Dentre as abordagens clínicas dessa corrente psicológica, aquela que mais me identifico e acabei por estudar é a Gestalt-Terapia (não confundir com Psicologia da Gestalt). Essa abordagem é sempre uma terapia do contato e seu manejo é pautado no aqui-agora, sendo que a relação terapeuta-paciente funciona do ponto de vista dialógico, onde o terapeuta confronta e frustra o paciente que tenta se esquivar ou fugir do seu contato e experiência com o presente. A fenomenologia pauta o setting clínico e, desta forma, a interpretação não é adequada, mas sim a descrição. A farsa, as atuações e as incongruências não se sustentam na Gestalt-Terapia, uma vez que são valorizadas e validadas as experiências mais espontâneas e verdadeiras de alguém.

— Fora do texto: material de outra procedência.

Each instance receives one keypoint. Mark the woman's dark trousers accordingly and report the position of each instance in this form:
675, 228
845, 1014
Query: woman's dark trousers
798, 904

Gestalt-terapia é uma das forças rebeldes, humanistas e existenciais da psicologia, que procura resistir à avalanche de forças autodestrutivas, autoderrotistas, existentes entre alguns membros de nossa sociedade. Ela é “existencial” num sentido amplo. […] Nosso objetivo como terapeutas é ampliar o potencial humano através do processo de integração. Nós fazemos isto apoiando os interesses, desejos e necessidades genuínas do indivíduo.
(Perls, 1977, p.19)
A Gestalt-Terapia deve ser experimentada para melhor compreensão – ela não se basta enquanto teoria. Caso tenha curiosidade em saber como é uma sessão com abordagem gestáltica, recomendamos que participe de uma 😉 E recomendamos também que assista um, das várias sessões gravadas, com F. Perls – pai da GT. (após esse vídeo, colocamos também um atendimento de Carl Rogers, com a mesma mulher, para finalidades didáticas e comparativas).

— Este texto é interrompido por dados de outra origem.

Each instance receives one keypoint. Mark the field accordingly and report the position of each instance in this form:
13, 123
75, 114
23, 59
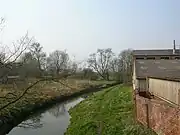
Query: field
108, 112
40, 92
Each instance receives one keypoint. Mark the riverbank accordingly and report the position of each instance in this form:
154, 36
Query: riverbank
12, 120
108, 112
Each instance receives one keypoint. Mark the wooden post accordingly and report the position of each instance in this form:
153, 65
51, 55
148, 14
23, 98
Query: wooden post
147, 83
147, 116
178, 96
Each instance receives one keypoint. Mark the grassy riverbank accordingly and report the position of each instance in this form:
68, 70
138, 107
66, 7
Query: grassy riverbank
41, 92
109, 112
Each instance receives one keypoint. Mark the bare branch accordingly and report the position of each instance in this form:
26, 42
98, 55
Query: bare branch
31, 86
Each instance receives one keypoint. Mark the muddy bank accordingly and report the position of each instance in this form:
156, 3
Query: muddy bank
7, 123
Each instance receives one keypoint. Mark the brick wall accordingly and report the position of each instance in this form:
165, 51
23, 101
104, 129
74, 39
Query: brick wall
159, 115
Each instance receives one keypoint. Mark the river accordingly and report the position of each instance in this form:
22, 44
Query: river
53, 121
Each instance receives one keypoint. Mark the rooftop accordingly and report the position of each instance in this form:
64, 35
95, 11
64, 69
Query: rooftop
158, 68
162, 52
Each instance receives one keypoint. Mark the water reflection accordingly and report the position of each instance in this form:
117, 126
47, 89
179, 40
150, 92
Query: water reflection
56, 111
34, 122
53, 121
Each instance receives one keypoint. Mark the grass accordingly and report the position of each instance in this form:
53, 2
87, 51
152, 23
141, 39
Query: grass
109, 112
41, 92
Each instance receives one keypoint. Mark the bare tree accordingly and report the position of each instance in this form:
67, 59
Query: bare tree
39, 55
100, 62
57, 61
126, 59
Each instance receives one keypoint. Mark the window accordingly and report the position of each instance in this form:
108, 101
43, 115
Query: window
165, 58
177, 57
139, 58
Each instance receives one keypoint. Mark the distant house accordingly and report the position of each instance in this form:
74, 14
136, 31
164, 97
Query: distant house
158, 63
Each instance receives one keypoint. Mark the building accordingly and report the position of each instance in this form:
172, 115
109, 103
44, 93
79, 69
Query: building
158, 63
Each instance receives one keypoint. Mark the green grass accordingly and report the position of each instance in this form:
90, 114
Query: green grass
39, 93
109, 112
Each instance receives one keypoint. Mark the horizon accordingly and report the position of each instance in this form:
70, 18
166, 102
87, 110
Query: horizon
81, 27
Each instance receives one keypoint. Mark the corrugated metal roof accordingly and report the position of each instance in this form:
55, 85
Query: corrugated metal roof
158, 68
165, 52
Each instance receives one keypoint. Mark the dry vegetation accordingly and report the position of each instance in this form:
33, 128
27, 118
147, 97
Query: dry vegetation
40, 92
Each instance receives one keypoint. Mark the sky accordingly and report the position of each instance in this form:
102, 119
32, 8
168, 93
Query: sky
83, 26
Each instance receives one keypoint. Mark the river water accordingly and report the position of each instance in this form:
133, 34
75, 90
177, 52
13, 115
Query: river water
53, 121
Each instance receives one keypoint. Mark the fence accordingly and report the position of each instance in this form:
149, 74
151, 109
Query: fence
158, 115
168, 90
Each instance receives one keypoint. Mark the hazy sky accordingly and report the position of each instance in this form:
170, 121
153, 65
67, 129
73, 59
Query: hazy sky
82, 26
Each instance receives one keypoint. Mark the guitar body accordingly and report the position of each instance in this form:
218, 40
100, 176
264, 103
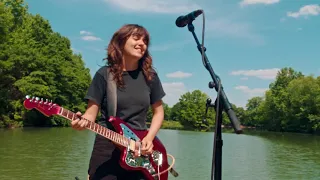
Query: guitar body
148, 165
154, 166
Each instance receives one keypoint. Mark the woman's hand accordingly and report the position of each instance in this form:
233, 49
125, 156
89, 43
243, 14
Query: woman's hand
147, 145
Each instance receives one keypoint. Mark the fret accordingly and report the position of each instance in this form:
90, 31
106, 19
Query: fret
109, 134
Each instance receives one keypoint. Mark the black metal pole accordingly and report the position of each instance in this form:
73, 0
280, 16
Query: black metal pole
223, 104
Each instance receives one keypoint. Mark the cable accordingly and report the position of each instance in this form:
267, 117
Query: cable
219, 90
159, 173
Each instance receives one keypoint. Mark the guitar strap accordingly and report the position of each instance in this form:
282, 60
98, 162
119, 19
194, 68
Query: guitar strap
112, 102
111, 94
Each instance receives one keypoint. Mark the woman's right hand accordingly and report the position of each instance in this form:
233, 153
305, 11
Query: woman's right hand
79, 124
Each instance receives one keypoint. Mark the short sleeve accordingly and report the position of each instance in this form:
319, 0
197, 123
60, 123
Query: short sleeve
96, 90
157, 92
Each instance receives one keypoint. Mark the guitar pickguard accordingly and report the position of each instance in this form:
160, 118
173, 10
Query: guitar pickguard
142, 161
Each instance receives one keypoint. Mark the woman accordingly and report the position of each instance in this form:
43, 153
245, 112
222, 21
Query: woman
138, 88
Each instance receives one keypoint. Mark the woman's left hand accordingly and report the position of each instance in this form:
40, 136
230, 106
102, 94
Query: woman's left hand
147, 145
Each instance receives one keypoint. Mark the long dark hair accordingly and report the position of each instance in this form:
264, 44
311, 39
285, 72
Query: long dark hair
115, 54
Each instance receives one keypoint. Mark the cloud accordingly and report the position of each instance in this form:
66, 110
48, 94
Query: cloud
308, 10
85, 33
178, 74
260, 73
155, 6
169, 45
252, 92
88, 36
91, 38
173, 92
76, 50
223, 27
253, 2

Autores da Psicologia Humanista-Existencial
Como já foi dito antes, há abordagens mais humanistas e outras mais existenciais. C. Roger (1902-1987) pai da Abordagem Centrada na Pessoa e dos Grupos de Encontro, estudou sobre o crescimento pessoal, as relações interpessoais e os processos experienciais; F. Perls (1893-1970) ex-psicanalista, pai da Gestalt-Terapia, contribuiu naquilo que diz respeito à visão holística sobre o indivíduo, sobre o papel do terapeuta na conscientização das incongruências, bem como sobre as dificuldades da pessoa em experienciar e desfrutar do presente. V. Frankl (1905-1997), pai da Logoterapia, tem uma abordagem mais existencialista que se relaciona com a temática do sentido da vida – que começou a ser desenvolvida quando esse foi prisioneiro em um campo de concentração nazista.
Referências
Freud, S. (2010). O mal-estar na civilização, novas conferências introdutórias à psicanálise e outros textos (1930-1936). São Paulo: Companhia das Letras.
Lombard-Platet, V. L. V.; Watanabe, O. M. & Cassetari, L. (2008). Psicologia experimental: Manual teórico e prático de análise do comportamento. São Paulo: Edicon.
Schultz, D. P. & Schultz, S. E. (2008). História da psicologia moderna. São Paulo: Cengage Learning.